Vampires have been in vogue for some time, but usually in more extrapolated interpretations with greater sympathies for vampires — elegant, sexy or childlike — as worldly outsiders. Edging closer to Dracula, himself, has been rarer, and it’s probably a sign of the lesser, shlocky ambitions of “Renfield” that he still remains off to the side. But whenever Cage’s Prince of Darkness is around, the movie has a bite.
Cage, returning to major studio territory after an often thrilling, sometimes befuddling decade in indie pastures, is, as always, fully prepared for the moment. The actor, long a devoted fan of F.W. Murnau’s “Nosferatu,” channels some of the classic interpretations of Dracula — including Bela Lugosi, over whom Cage is superimposed in an early flashback taken from 1931′s “Dracula” — while animating the character with his own comic, campy rhythm. It may be worth the price of admission to see Cage’s Dracula let out a brief “Woo!” while awakening to a new sense of himself as a god.

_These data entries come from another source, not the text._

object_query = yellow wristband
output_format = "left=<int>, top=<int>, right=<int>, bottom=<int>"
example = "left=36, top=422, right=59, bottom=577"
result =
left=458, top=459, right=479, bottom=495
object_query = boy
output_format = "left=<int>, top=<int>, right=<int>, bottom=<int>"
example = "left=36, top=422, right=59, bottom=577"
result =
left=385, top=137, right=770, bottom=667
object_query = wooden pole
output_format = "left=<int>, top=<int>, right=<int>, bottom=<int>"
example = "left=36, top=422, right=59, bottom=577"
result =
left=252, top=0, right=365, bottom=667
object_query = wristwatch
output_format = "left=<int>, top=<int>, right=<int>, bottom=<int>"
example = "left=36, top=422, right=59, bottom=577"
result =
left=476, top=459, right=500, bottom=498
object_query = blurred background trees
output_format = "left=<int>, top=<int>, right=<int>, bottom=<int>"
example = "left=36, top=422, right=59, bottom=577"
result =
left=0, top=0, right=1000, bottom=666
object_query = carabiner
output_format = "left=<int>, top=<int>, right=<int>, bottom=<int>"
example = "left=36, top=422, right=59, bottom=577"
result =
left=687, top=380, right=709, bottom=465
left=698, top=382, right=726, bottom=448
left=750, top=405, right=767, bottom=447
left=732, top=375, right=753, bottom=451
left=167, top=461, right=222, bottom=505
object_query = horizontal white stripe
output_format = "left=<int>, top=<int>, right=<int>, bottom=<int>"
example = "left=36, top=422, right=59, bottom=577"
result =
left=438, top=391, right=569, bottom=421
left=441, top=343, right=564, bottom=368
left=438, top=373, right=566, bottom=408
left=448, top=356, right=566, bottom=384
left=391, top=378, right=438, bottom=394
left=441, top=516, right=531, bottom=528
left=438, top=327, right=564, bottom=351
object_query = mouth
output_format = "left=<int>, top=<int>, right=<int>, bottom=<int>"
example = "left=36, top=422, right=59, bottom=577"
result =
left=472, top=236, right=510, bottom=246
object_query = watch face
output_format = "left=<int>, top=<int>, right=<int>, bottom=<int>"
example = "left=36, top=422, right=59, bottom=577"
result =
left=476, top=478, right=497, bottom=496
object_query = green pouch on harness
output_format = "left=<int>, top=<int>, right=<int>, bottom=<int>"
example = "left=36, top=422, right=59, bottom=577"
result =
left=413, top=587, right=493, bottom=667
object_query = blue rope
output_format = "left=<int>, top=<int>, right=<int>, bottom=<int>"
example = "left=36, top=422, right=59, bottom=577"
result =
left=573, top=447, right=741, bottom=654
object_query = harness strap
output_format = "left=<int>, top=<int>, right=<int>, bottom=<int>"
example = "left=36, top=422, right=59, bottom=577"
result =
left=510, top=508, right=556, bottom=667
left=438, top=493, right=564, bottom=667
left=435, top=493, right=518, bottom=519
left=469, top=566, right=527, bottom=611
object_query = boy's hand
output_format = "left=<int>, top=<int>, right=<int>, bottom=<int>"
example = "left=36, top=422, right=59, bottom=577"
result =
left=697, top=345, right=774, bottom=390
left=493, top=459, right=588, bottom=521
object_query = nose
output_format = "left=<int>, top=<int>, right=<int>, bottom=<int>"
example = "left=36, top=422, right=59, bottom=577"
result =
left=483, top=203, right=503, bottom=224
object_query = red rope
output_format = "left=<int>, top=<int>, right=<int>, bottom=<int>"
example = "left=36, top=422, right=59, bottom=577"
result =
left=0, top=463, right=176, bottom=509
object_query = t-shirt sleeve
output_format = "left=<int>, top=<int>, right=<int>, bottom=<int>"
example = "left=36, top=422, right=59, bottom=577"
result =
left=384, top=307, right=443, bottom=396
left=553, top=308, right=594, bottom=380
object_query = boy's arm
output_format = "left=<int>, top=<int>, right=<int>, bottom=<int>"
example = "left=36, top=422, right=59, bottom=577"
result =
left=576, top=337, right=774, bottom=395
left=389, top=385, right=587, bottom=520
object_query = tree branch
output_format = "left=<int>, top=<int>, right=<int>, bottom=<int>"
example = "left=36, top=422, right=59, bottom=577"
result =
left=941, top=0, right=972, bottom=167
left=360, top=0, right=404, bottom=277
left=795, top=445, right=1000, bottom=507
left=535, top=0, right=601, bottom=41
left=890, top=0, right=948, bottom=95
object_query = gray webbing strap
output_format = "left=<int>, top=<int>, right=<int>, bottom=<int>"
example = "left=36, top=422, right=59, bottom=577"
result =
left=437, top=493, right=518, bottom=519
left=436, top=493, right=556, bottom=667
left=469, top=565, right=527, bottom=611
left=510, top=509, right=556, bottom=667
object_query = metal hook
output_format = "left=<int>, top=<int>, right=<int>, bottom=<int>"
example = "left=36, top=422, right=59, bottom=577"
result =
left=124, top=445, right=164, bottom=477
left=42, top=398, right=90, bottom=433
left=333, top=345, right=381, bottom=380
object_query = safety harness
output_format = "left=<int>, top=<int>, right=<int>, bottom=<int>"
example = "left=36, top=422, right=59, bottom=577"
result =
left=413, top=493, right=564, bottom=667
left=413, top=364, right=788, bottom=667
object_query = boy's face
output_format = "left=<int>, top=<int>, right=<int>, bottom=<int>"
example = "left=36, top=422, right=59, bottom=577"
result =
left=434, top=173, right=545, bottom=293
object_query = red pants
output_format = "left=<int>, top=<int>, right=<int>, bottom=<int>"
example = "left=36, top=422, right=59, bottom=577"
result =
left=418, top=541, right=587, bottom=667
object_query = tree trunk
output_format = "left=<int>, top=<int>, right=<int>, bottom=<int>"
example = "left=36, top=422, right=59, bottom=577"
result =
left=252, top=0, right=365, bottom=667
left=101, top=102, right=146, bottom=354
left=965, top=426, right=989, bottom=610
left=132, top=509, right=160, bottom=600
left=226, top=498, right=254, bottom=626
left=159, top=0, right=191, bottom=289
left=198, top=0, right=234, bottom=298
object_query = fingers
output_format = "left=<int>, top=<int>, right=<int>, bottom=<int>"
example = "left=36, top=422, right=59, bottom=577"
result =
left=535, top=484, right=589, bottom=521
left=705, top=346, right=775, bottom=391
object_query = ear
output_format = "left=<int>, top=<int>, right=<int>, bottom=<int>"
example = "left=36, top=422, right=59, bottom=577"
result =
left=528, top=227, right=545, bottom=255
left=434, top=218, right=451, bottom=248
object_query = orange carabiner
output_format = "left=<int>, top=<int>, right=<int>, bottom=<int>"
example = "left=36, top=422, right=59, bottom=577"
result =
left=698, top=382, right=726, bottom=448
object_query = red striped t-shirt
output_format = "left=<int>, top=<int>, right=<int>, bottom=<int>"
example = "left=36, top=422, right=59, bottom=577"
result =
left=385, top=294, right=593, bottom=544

Yet “Renfield” oddly gravitates away from tapping this rich vein to instead consume the New Orleans-set film with not just R.M.’s bid for personal freedom but a busy plot involving a local crime family and police corruption. Awkwafina co-stars as Rebecca Quincy, an honest traffic cop who wants to avenge her father’s death and bring justice to the Lobo family, a drug-dealing gang led by the matriarch Ella (Shohreh Aghdashloo), with her less sharp son, Teddy (Ben Schwartz), among the lieutenants.
It’s easy to see the purpose in some of this: Bring in some funny people to populate the backdrop for Renfield’s attempted succession from Dracula duties (which consist mostly of bringing him fresh corpses, preferably of more innocent blood). Awkwafina is a welcome presence with her own comedy chops. But by trying to amp things up, McKay, the director of “The Tomorrow War” and “The Lego Batman Movie,” loses what ought to have been the film’s focus.
Still, “Renfield” is enjoyable enough in a disposable sort of way. A lack of self-seriousness is a quality to be appreciated in any movie like this. And Hoult manages to be remarkably sweet while at the same time using human limbs to decapitate other victims. Some of the best scenes are of him sitting in on a support group meeting to talk through toxic relationships. (Brandon Scott Jones, who plays the group’s leader, is quite good.) But “Renfield” never lets Cage really sink his teeth into the movie, leaving us still hungry for more.
“Renfield,” a Universal Pictures release, is rated R by the Motion Picture Association for bloody violence, some gore, language throughout and some drug use. Running time: 93 minutes. Two and a half stars out of four.